Alliant Energy, MidAmerican Energy, Xcel Energy Services and Consumers Energy were among utilities that made filings in support of IPL’s request.
In a filing last August, Consumers Energy said it’s in the same boat as IPL, with plans to shutter its 940-MW Classic Seven units on April 15, 2016, due to MATS.
Consumers said that it, too, would have to essentially “over-procure” capacity for 10 ½ months to meet MISO resource adequacy requirements — or potentially be exposed to replacement costs or a deficiency charge for the six-and-a-half-week period.

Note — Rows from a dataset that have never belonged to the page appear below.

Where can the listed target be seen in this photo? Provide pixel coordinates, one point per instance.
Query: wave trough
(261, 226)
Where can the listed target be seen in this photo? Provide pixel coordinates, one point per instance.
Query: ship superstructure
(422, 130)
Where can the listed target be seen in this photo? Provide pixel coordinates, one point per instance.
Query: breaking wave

But MISO downplayed the idea that other generators beyond IPL are grappling with the six-and-a-half-week gap between the MATS deadline and the end of the MISO planning year. “MISO is not aware that any other market participants believe their circumstances would necessitate early retirement to comply with MISO’s tariff provisions,” the ISO said.
Also protesting IPL’s request was NRG Power Marketing and GenOn Energy Management, providers of bilateral capacity. NRG said IPL “correctly” notes that there’s no guarantee that bilateral capacity will be available, but “it is highly likely that such capacity will be available on a bilateral basis — and at far less than the cost of new entry.”
NRG also contends that requiring IPL to pay the market price for capacity during a period of scarcity “should not be considered a ‘problem.’ It is the market at work.”